En plus de la simplification des normes, de l'allégement des contraintes européennes et du paiement des aides de la PAC, les agriculteurs de la région discutent "artificialisation des sols" avec les préfets. Ils veulent être rassurés sur la pérennité de leur exploitation.
C'est l'une des premières inquiétudes des agriculteurs de la région : l'urbanisation des terres. "Depuis quelques années, raconte François Jesquy, co-président des Jeunes agriculteurs du Valenciennois, on nous dit qu'une usine de batteries va être construite ici, ou alors là : une prison, un peu plus loin : des panneaux photovoltaïques, on ne peut plus travailler sereinement."
François Jesquy a 24 ans et après 7 ans d'étude, il reprend l'exploitation de ses parents, à côté de Jenlain. Mais aujourd'hui, il craint pour la perennité de ses terres.
Juste à côté de son exploitation, un terrain convoité pour y construire une usine de batteries électriques. "On n'a rien contre l'industrialisation et encore moins contre la création d'emplois dans la région, dit le jeune homme, mais ça ne doit pas se faire au détriment des agriculteurs".
Dans le secteur, les professionnels se mobilisent il y a près d'un an. Le projet est finalement abandonné mais selon le syndicaliste, la communauté de communes n'a pas dit son dernier mot : "c'est un secteur stratégique, proche de l'autoroute et dans une zone qu'il faut redynamiser. Or, on sait que s'ils commencent à construire dans le coin, on va tous y passer".
Alors ces derniers jours, lors de la mobilisation nationale des agriculteurs, ce dossier de l'artificialisation des sols a été abordé dans le bureau du sous-préfet de Valenciennes :"on veut des garanties là-dessus, on ne lâchera pas sur ces revendications locales".
On demande un peu de considération. Les élus veulent créer de l'activité économique mais l'agriculture en est une.
François Jesquy, co-président des Jeunes agriculteurs du Valenciennois
Une revendication de plus pour les agriculteurs du Nord. Et cela ne concerne pas que la zone de Jenlain. "On a au moins 3 points d'inquiétude dans le coin qui concerne des dizaines d'agriculteurs, précise Jean-Christophe Rufin, vice-président de la FDSEA, le syndicat agricole, à chaque fois, il s'agit de connaître les réels besoins en termes d'industrialisation ou d'emplois.
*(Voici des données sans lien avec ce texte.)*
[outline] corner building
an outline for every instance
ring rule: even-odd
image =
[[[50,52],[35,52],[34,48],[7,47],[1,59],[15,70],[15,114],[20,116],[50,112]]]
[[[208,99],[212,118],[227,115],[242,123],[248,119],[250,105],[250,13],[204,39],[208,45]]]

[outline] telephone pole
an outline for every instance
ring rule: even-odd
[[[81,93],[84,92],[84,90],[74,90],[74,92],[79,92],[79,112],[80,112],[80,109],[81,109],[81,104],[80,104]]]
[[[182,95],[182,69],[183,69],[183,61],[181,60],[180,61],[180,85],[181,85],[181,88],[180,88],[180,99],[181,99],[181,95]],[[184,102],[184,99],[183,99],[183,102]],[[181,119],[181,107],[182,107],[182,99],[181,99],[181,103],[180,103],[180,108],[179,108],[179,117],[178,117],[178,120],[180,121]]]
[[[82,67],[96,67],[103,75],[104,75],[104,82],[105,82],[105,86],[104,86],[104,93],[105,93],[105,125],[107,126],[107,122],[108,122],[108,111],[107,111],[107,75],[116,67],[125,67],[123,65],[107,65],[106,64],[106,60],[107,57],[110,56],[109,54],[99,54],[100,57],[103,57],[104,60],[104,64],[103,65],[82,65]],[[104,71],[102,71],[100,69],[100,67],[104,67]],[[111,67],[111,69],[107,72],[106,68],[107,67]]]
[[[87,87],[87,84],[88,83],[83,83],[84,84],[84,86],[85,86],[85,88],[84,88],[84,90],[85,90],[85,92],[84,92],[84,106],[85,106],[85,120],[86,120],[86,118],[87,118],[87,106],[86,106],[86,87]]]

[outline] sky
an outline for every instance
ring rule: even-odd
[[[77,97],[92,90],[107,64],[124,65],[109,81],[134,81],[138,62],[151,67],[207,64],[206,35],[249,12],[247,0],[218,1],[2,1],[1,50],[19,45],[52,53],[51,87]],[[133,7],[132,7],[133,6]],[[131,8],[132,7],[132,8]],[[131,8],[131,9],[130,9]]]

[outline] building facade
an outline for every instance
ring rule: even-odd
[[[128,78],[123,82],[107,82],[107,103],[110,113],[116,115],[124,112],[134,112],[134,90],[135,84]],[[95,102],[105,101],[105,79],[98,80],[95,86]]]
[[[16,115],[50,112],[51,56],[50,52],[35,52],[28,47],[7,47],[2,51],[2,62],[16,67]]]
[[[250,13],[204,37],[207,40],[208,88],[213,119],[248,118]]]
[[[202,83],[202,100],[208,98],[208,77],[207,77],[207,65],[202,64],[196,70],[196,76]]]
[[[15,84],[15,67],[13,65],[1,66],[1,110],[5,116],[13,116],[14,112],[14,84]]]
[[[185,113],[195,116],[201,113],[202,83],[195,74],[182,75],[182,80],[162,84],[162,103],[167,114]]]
L'argent proposé en compensation ne fait pas tout".
En effet, de l'argent, François Jesquy n'en veut pas. Ce qu'il veut, à 24 ans, c'est de pouvoir continuer son activité et se lancer sereinement. "Ma mère tente de me dissuader mais je ne veux rien faire d'autre", dit le jeune homme qui avoue se poser beaucoup de questions.
Aérodrome
Yves Goethals non plus n'est pas serein quand il pense à l'avenir de ses terres. Éleveur à Vieux-reng, à côté de Maubeuge, il a 58 ans mais ses deux filles travaillent à ses côtés, pas question donc d'abandonner l'exploitation.
Selon lui aussi, la communauté d'agglomération a un temps parlé d'usine de batteries "mais apparemment, les Chinois se sont retirés, on sait pas trop ce qu'ils veulent faire des terres". Les terres ce sont celles de l'aérodrome de Maubeuge dont la fermeture a été annoncée.
Sauf que, l'exploitation d'Yves Goethals est installée juste à côté et pour nourrir ses bêtes, l'homme a besoin de l'herbe qui pousse aux alentours. Il fauche 60 hectares, "si on n'a plus ça, on doit réduire notre cheptel de moitié."
Comme un peu partout, ils veulent changer la nature des terres : d'agricole à industrielle
Yves Goethals, agriculteur à Vieux-Reng
Bernard Baudoux, président de l'agglomération de Maubeuge-Val de Sambre, propriétaire du terrain veut rassurer : aucune terre agricole ne sera touchée dans ce projet d'industrialisation, seuls les 83 hectares de l'aérodrome seront transformés : "notre territoire a besoin de ça, argumentait l'élu lors de la mobilisation de décembre, nous avons 15 000 personnes au RSA, c'est insoutenable, socialement et économiquement."
Pour la FDSEA qui suit ces dossiers de près, les élus feraient mieux de s'intéresser aux friches, "il y a ce qu'il faut dans la région", selon Jean-Christophe Rufin, plutôt que de rajouter de l'inquiétude aux agriculteurs.
"Certains diront que l'on crie avant d'avoir mal, reconnaît François Jesquy, mais en ce moment, on se sent menacé de toute part."